Laser annealing for setting the magnetic orientation
Programming GMR and TMR magnetic sensors involves setting the magnetic orientation of the reference (fixed) magnetic layer in the desired sensitivity direction. This programming – also known as pinning – can be accomplished by heating the sensor structure above the magnetic blocking temperature of the antiferromagnetic film that is adjacent to and that normally freezes the reference layer magnetization while applying an external magnetic field large enough to saturate the reference layer in the new chosen direction. Upon cooling in the external field, the saturated reference layer becomes fixed, or pinned, in the programmed direction.
The traditional approach has some major disadvantages
Thermal annealing has traditionally been used to achieve pinning. While this approach can enable batch processing of large numbers of wafers simultaneously, a key disadvantage of thermal annealing is the potential for process non-uniformity (temperature or magnetic field conditions) within wafers, or from wafer-to-wafer in batch processing. Another major disadvantage is the difficulty in targeting different parts of the same wafer for different programming conditions, which is necessary to organize two or four separate sensors within a single sensor chip in standard Wheatstone-bridge configurations to boost sensitivity and improve temperature stability. Multiple-die approaches to solve this problem are expensive and difficult to implement accurately, resulting in limited miniaturization, lower performance, and higher cost.

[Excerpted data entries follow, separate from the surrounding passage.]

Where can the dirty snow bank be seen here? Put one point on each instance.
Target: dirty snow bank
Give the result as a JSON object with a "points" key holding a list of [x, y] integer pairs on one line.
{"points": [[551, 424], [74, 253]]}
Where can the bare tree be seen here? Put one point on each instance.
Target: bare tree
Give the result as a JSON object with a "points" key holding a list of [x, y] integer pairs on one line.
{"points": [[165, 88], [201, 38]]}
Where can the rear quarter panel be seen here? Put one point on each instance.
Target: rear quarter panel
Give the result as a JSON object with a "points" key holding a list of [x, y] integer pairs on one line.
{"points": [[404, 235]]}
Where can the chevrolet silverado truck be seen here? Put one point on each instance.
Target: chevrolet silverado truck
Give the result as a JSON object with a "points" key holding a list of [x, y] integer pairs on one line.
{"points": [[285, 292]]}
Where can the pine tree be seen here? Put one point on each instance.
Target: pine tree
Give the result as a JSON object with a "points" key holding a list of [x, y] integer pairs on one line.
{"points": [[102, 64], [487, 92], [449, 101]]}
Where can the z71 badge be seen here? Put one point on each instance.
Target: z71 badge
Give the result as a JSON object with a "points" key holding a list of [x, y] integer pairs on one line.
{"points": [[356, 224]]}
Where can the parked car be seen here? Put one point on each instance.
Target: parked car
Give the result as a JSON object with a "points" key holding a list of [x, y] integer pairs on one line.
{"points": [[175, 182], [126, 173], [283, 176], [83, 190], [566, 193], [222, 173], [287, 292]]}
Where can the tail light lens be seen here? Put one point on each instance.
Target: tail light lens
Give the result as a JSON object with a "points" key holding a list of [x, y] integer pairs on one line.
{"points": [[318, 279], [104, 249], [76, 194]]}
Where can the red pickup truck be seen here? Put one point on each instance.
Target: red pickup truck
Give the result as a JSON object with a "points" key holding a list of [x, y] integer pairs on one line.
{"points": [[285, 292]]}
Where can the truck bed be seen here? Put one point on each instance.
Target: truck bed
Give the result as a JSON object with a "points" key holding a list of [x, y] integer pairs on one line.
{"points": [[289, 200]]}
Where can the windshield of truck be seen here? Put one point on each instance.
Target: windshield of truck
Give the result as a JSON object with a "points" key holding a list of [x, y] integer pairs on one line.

Laser annealing enables the programming of advanced sensors
Selective laser programming of magnetic sensors is a production-approved technology with many advantages. This solution significantly reduces the costs of sensor chip manufacturing by enabling a one-step process. Selective laser pinning is the most efficient technology in terms of cost, throughput, yield, sensitivity, and quality to accurately program magnet sensor devices. It can be programmed for different sensor and wafer designs using a recipe. Both types of sensors, GMR and TMR, can be processed – simply by selecting the appropriate recipe.